In the small town of Zareh Sharan, Afghanistan, large terrorist movements were about to begin. Nabil was being trained in a small unit of troops set to defend their town against American invaders; they are also being trained to blend in with the crowd until the opportunity comes to strike. In the Shi’a sect of Islam, they practice what is known as “Jihad”, which means struggle, to strive in the way of Allah. The reason this is important is because it is the reason that Nabil and his fellow Arabs are in this war, and in this fight. They feel that it is their duty to their god, Allah, to fight against the Americans, for their culture is affecting others around the world, making it more imperfect.

This is where Nabil’s story takes place: he believes that the terrorism and attacks in Afghanistan can be justified, but he also secretly thinks that the situation could be handled in a different way. Of course Nabil would never admit his feelings of this, however, because he would then be defying the church, and his fellow Muslim brethren. Nabil wanted to help the Americans, to possibly join them in their fight, because he saw the flaws in the Al Qaeda concepts. It seemed to him that his gullible, automaton friends were impervious to the fact that things were getting a little out of hand: the attack plans being more intense, more suicide bombings taking place, using innocent women and children as body shields and bombs. Seemingly, Nabil was alone.

Ever since the 9/11 attacks in the United States, no location in Afghanistan was truly safe, Nabil learned. True, Saddam has been captured and hanged, but that did not solve the problem. That was in Iraq, and over in this country, Osama Bin Laden is still on the loose. “What a radical. If I could, I would teach him the suffering we have to deal with here” Nabil muttered with a subtle smirk. If only, if only…

On a training mission in the mountains, the fleet was ambushed. There were so many American troops that the group was forced to separate to create a diversion. This was a training situation no longer. Nabil took out at least 4 scouts; he shot so many wild rounds it was only an estimated guess. On the way back, he came across one soldier wounded, but still alive. The soldier obviously could not walk. Surely no one will see me do this, Nabil thought as he tried to reason with the soldier that he was a friendly. He gave the trooper his supplies, as a peace offering of sorts, and handed the soldier his radio.

When confronted by his commander about where his bag with all of his equipment in it, Nabil simply stated that he had to throw it down to evade the attackers, that the pack was too cumbersome. Indifferently, the excuse was accepted and Nabil was given a new bag. Then the commander went to the front of the room to give a speech.
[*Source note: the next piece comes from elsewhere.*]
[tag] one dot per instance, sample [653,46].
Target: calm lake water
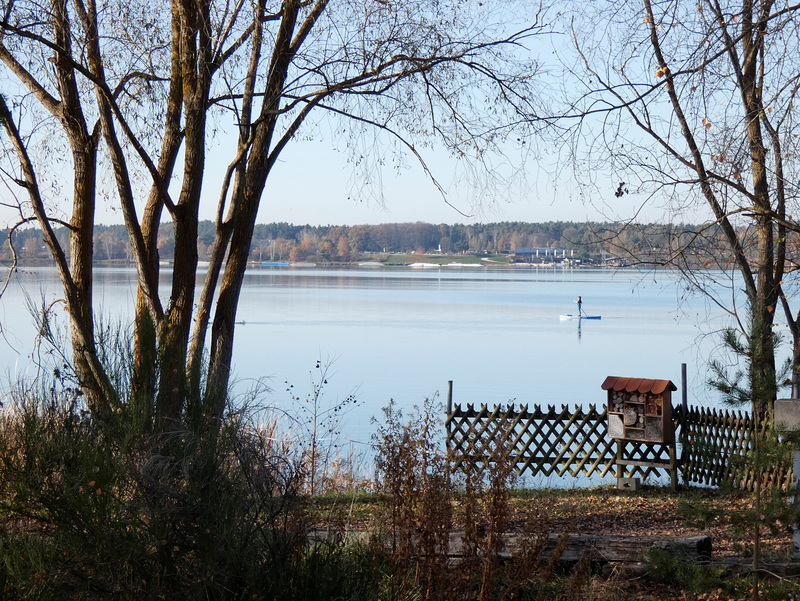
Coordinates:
[403,333]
Apparently, there were new plans in store for this group. The task was simply to kill as many as possible at the irrigation system nearby, where Americans would supposedly be visiting late that night. This is the final test, Nabil thought to himself.

When they arrived that night, everything seemed to be going just as planned. There were only the soldiers, and there was the Afghan group. Nabil was in the second wave of ambushers to be sent in, and he said a final prayer to himself in case he did not make it out alive. When the first wave attacked, the soldiers were completely caught off guard, for they had no idea that anybody knew about plans for tonight. Many Americans were shot, but just as it seemed victory was near, mortar rounds exploded on the ground.

In the hills above, American troops were set as a measure of safety with heavy artillery. As Nabil ran into the fray with the second wave, he knew what decision faced him. Surely this was his final, mortifying, moment. Do I stay and fight? Do I turn back as soon as possible? He decided that he should stay and fight. He knew that if he turned back, No one would forgive him. He accepted for the first time that what he was doing wasn’t for the well being of Zareh Sharan; but for his religion, for Allah the Father. Nabil knew what he must do.

The author's comments:
Zareh Sharan is a real town.
Extensive research was done on the Muslim Faith and Geography before this piece was written.